Bayesian statistics - explanation of evidence

40 Views Asked by At

Despite trying to read multiple resources about Bayesian statistics, I cannot find a (free) resource which explains what is exactly $P(D)$. Most of the resources explain it somehow conceptually instead of numerically. Some call it "evidence", some call it "normalizing factor" and some call it "marginal distribution". All of them fail to provide exact numeric value of this expression when giving examples.

Therefore, I would like to make my own numerical example.

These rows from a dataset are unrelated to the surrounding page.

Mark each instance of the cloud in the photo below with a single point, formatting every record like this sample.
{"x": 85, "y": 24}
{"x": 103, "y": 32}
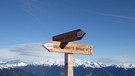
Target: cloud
{"x": 116, "y": 60}
{"x": 27, "y": 52}
{"x": 119, "y": 16}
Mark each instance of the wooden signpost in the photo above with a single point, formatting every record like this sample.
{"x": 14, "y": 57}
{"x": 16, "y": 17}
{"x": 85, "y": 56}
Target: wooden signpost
{"x": 63, "y": 43}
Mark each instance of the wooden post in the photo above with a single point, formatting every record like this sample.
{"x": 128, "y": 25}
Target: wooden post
{"x": 68, "y": 64}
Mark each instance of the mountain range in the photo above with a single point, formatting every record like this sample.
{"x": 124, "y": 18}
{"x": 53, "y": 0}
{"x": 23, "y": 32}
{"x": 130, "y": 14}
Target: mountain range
{"x": 55, "y": 67}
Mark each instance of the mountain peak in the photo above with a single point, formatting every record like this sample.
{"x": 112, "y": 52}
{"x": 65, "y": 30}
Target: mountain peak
{"x": 60, "y": 62}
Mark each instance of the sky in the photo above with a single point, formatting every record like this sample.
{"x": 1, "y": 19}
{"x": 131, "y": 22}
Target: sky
{"x": 25, "y": 25}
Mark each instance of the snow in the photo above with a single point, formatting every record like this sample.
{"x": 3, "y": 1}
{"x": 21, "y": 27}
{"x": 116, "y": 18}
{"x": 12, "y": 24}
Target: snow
{"x": 60, "y": 62}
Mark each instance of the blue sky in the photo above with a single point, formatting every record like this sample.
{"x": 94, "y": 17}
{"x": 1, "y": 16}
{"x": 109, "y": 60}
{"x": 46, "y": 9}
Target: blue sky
{"x": 109, "y": 27}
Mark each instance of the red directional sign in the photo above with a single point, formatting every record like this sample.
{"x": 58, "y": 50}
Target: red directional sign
{"x": 54, "y": 46}
{"x": 70, "y": 36}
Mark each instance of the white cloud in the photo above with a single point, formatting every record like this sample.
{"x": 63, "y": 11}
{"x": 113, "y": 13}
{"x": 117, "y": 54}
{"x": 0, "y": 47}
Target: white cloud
{"x": 27, "y": 52}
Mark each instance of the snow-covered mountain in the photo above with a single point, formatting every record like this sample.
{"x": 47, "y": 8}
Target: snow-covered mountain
{"x": 60, "y": 62}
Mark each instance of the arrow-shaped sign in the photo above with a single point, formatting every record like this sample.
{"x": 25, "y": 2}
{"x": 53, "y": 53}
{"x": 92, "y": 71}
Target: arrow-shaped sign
{"x": 70, "y": 36}
{"x": 54, "y": 46}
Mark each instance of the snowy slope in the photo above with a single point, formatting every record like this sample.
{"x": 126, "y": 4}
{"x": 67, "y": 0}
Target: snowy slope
{"x": 60, "y": 62}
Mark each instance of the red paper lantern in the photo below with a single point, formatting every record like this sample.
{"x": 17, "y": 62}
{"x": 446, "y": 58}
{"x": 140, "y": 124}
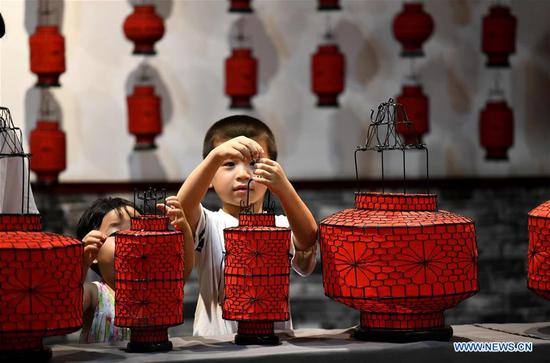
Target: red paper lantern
{"x": 327, "y": 74}
{"x": 496, "y": 129}
{"x": 412, "y": 27}
{"x": 149, "y": 282}
{"x": 256, "y": 277}
{"x": 240, "y": 6}
{"x": 144, "y": 27}
{"x": 401, "y": 262}
{"x": 47, "y": 51}
{"x": 499, "y": 36}
{"x": 241, "y": 73}
{"x": 41, "y": 287}
{"x": 538, "y": 259}
{"x": 48, "y": 149}
{"x": 416, "y": 105}
{"x": 144, "y": 116}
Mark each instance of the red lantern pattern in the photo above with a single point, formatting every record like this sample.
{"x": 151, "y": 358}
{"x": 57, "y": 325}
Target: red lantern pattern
{"x": 412, "y": 27}
{"x": 416, "y": 105}
{"x": 499, "y": 36}
{"x": 144, "y": 116}
{"x": 327, "y": 74}
{"x": 47, "y": 53}
{"x": 41, "y": 287}
{"x": 48, "y": 149}
{"x": 144, "y": 27}
{"x": 538, "y": 259}
{"x": 401, "y": 262}
{"x": 149, "y": 282}
{"x": 256, "y": 277}
{"x": 496, "y": 129}
{"x": 241, "y": 72}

Let's say that we are tossing a coin which is not fair, as $\theta = 0.7$. However, we believe that the coin is fair, thus our $P(\theta) = 0.5$. After flipping the coin 1000 times, we obtained 720 heads. Thus, $P(D|\theta) = 0.72$.

The formula is given by:

$$P(\theta|D) = \frac{P(D|\theta)P(\theta)}{P(D)}$$

Thus we have:

$$P(\theta|D) = \frac{0.72*0.5}{P(D)}$$

Given these values, I am unsure what is $P(D)$ and what goes into the denominator of the fraction. I would appreciate the explanation, thank you.

1

There are 1 best solutions below

0
On BEST ANSWER

To summarize the discussion in the comments: The source is very vague and informal, though not actually inaccurate. In particular, they abuse notation in an unhelpful manner...using $P(\theta)$ to denote the probability that $\theta$ is some "particular value", which value is then supressed in the notation. Indeed, to use Bayes in the traditional manner, one must already have a prior distribution in mind. Bayes then lets you use the observed data to improve your distribution.

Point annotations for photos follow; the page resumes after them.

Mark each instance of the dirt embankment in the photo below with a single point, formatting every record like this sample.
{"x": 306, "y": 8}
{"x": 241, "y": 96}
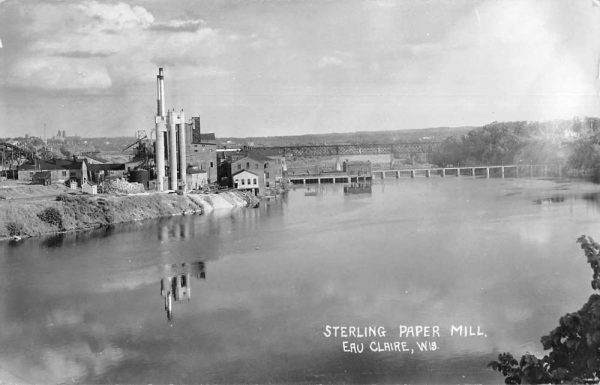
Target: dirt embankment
{"x": 26, "y": 218}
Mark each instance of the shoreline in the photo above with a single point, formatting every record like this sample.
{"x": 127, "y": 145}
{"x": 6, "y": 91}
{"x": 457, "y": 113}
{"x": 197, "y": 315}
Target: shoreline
{"x": 74, "y": 213}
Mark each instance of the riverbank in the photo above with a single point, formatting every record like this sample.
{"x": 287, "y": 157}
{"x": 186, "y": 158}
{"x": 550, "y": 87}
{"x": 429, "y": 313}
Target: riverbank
{"x": 29, "y": 217}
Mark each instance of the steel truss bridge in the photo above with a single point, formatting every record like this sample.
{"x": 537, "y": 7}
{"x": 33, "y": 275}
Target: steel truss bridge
{"x": 12, "y": 156}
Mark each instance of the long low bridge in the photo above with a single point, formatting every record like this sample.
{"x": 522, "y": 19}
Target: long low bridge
{"x": 354, "y": 149}
{"x": 499, "y": 171}
{"x": 512, "y": 170}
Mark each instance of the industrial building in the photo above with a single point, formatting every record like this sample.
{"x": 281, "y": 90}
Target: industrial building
{"x": 170, "y": 143}
{"x": 201, "y": 150}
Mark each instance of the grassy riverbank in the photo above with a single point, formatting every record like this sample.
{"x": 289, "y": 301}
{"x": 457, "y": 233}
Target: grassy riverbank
{"x": 28, "y": 217}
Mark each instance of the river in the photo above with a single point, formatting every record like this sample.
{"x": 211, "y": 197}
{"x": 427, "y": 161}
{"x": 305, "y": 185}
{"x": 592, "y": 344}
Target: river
{"x": 252, "y": 295}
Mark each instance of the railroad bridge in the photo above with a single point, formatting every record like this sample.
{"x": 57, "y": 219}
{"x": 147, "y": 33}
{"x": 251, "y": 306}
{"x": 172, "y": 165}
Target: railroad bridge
{"x": 354, "y": 149}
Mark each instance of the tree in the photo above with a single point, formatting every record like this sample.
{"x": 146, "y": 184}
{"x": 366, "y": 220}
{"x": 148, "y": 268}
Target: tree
{"x": 574, "y": 345}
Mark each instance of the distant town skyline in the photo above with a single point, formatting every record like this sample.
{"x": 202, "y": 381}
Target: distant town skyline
{"x": 268, "y": 68}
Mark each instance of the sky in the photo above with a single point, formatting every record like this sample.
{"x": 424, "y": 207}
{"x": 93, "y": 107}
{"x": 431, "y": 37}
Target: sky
{"x": 283, "y": 67}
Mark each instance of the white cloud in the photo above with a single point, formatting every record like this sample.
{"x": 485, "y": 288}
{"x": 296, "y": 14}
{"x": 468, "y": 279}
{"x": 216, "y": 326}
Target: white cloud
{"x": 337, "y": 59}
{"x": 59, "y": 73}
{"x": 96, "y": 46}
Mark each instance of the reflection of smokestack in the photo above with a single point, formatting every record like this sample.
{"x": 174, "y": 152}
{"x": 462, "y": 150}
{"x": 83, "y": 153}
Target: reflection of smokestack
{"x": 160, "y": 129}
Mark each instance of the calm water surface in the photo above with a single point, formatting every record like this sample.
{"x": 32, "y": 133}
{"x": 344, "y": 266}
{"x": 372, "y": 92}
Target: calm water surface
{"x": 262, "y": 284}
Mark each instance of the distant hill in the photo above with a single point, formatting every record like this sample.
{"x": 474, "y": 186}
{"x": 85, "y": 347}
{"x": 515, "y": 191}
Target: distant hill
{"x": 436, "y": 134}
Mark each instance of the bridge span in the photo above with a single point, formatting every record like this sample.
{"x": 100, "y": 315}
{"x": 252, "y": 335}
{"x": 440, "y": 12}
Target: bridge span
{"x": 354, "y": 149}
{"x": 497, "y": 171}
{"x": 512, "y": 170}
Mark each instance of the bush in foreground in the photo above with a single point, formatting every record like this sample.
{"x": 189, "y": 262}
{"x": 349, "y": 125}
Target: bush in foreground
{"x": 14, "y": 229}
{"x": 52, "y": 216}
{"x": 574, "y": 345}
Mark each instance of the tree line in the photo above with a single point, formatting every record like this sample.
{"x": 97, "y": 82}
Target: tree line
{"x": 572, "y": 143}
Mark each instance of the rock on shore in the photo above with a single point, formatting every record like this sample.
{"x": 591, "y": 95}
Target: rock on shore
{"x": 25, "y": 218}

To illustrate, I'll work two examples based on the the OP's scenario. In both cases I'll assume that we know, a priori, that $\theta$ is one of $\{.65, .7, .75\}$ but I'll sketch the analysis of two different distributions on that set.

Example I (uniform):. Each of the values has the same priority.

Of course, given $\theta=\theta_0$, the probability of observing exactly $720$ heads out of $1000$ tosses is $$P(D\,|\,\theta_0)=\binom {1000}{720}\theta_0^{720}\times (1-\theta_0)^{280}$$ Thus the total probability of observing that result is given by the sum $$P(D)=\frac 13\times \left(\binom {1000}{720}.65^{720}\times (.35)^{280}+\binom {1000}{720}.7^{720}\times .3^{280}+\binom {1000}{720}.75^{720}\times (.25)^{280}\right)$$

To get the revised probability that $\theta = \theta_0$ we use Bayes. In this case we get $$P(\theta = .65)=.0000298\quad P(\theta = .7)=.798\quad P(\theta = .75)=.202$$

Thus (qualitatively) you can now pretty confidently reject the possibility that $\theta = .65$ though there is still a solid chance that $\theta = .75$

Example II (nearly certain that $\theta= .7$). Let's say the distribution is now $(.05, .9, .05)$ instead of uniform. The computation is exactly the same only now, instead of a constant factor of $\frac 13$ everywhere, we have weights. Thus $$P(D)=.05\times \binom {1000}{720}.65^{720}\times (.35)^{280}+.9\times \binom {1000}{720}.7^{720}\times .3^{280}+.05\times \binom {1000}{720}.75^{720}\times (.25)^{280}$$

Applying Bayes, we now get the revised probabilities to be $$P(\theta = .65)=.00000298\quad P(\theta = .7)=.986\quad P(\theta = .75)=.014$$

Thus, in this case, the data has simply confirmed your prior strong belief that $\theta = .7$